Treatment and What to Expect
Treating NTM lung disease is a long commitment. The standard approach for MAC infections, the most common type, involves a combination of three antibiotics taken together. Treatment does not stop when you start feeling better. Current guidelines recommend continuing antibiotics for at least 12 months after your sputum cultures convert to negative, meaning three consecutive monthly cultures show no bacteria. In practice, this means most patients are on treatment for 18 months or longer.
The extended timeline reflects how stubborn these bacteria are. Unlike a typical bacterial infection that clears in a week or two of antibiotics, mycobacteria grow slowly and hide within immune cells, requiring prolonged drug exposure to eliminate. Culture conversion itself is defined as three consecutive negative sputum samples collected at least four weeks apart, so even confirming the infection is clearing takes months of monitoring.

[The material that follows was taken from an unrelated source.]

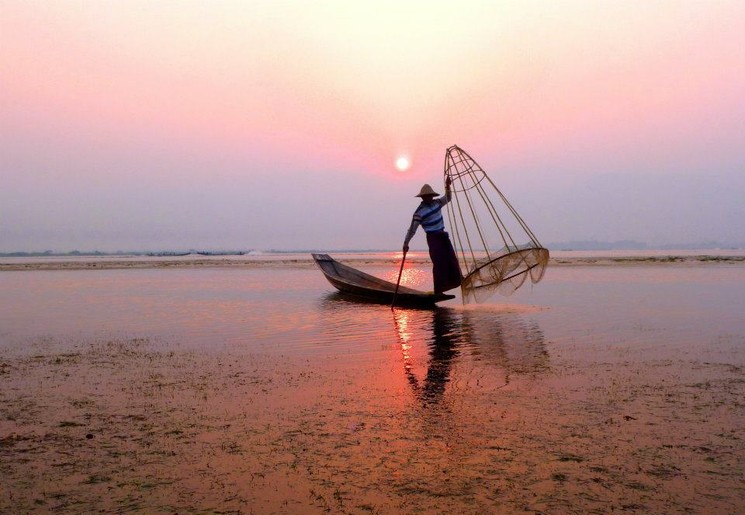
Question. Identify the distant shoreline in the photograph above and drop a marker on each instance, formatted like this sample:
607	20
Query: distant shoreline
112	263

For patients whose infections do not respond to standard therapy after at least six months, there is an inhaled antibiotic option approved by the FDA specifically for refractory MAC lung disease. It is reserved for adults who have limited or no alternative treatment options and is used alongside other antibiotics, not alone. This approval was based on the drug’s ability to achieve culture conversion, and it reflects how difficult some NTM infections are to control.
Cavitary disease and infections caused by Mycobacterium abscessus tend to be harder to treat and may require longer courses, different drug combinations, or in some cases surgical removal of the most damaged portion of lung. Even after successful treatment, recurrence is possible because patients remain exposed to the same environmental sources.
Living With NTM Lung Disease
Because NTM bacteria are ubiquitous in the environment, completely avoiding exposure is unrealistic. However, some practical steps can reduce bacterial load at home. Cleaning and replacing showerheads regularly, avoiding hot tubs, and using point-of-use water filters can lower the concentration of NTM in aerosolized water. For people who garden, wearing a mask while handling potting soil or compost reduces inhalation of contaminated dust.
The disease takes a significant toll on quality of life. Chronic cough, fatigue, and the side effects of months-long antibiotic therapy can be draining. Weight loss is common and sometimes severe, making nutritional support an important part of overall management. Many patients benefit from pulmonary rehabilitation, which combines supervised exercise with breathing techniques to maintain lung function during and after treatment.
NTM lung disease remains, in the words of researchers, “poorly understood,” with a limited evidence base to guide prevention and treatment compared to tuberculosis. Annual incidence continues to climb by roughly 4 to 5% per year in countries that track it. For patients navigating a diagnosis, connecting with a pulmonologist who has specific experience treating NTM infections can make a meaningful difference in outcomes.